Using the Environment Class with Pipeline Runs - azure-machine-learning-service

I am using an estimator step for a pipeline using the Environment class, in order to have a custom Docker image as I need some apt-get packages to be able to install a specific pip package. It appears from the logs that it's completely ignoring, unlike the non-pipeline version of the estimator, the docker portion of the environment variable. Very simply, this seems broken :
I'm running on SDK v1.0.65, and my dockerfile is completely ignored, I'm using
FROM mcr.microsoft.com/azureml/base:latest\nRUN apt-get update && apt-get -y install freetds-dev freetds-bin vim gcc
in the base_dockerfile property of my code.
Here's a snippet of my code :
from azureml.core import Environment
from azureml.core.environment import CondaDependencies
conda_dep = CondaDependencies()
conda_dep.add_pip_package('pymssql==2.1.1')
myenv = Environment(name="mssqlenv")
myenv.python.conda_dependencies=conda_dep
myenv.docker.enabled = True
myenv.docker.base_dockerfile = 'FROM mcr.microsoft.com/azureml/base:latest\nRUN apt-get update && apt-get -y install freetds-dev freetds-bin vim gcc'
myenv.docker.base_image = None
This works well when I use an Estimator by itself, but if I insert this estimator in a Pipeline, it fails. Here's my code to launch it from a Pipeline run:
from azureml.pipeline.steps import EstimatorStep
sql_est_step = EstimatorStep(name="sql_step",
estimator=est,
estimator_entry_script_arguments=[],
runconfig_pipeline_params=None,
compute_target=cpu_cluster)
from azureml.pipeline.core import Pipeline
from azureml.core import Experiment
pipeline = Pipeline(workspace=ws, steps=[sql_est_step])
pipeline_run = exp.submit(pipeline)
When launching this, the logs for the container building service reveal:
FROM continuumio/miniconda3:4.4.10... etc.
Which indicates it's ignoring my FROM mcr.... statement in the Environment class I've associated with this Estimator, and my pip install fails.
Am I missing something? Is there a workaround?

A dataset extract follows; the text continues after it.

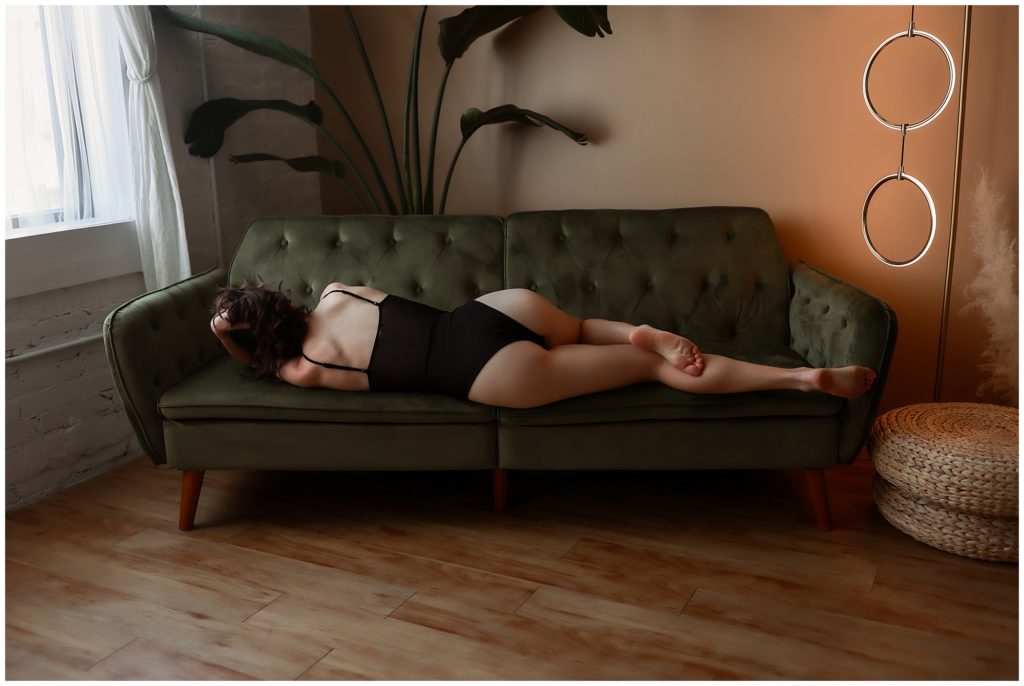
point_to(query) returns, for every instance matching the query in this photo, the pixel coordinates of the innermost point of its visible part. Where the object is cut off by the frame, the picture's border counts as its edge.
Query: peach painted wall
(695, 105)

I can confirm that this is a bug on the AML Pipeline side. Specifically, the runconfig property environment.docker.base_dockerfile is not being passed through correctly in pipeline jobs. We are working on a fix. In the meantime, you can use the workaround from this thread of building the docker image first and specifying it with environment.docker.base_image (which is passed through correctly).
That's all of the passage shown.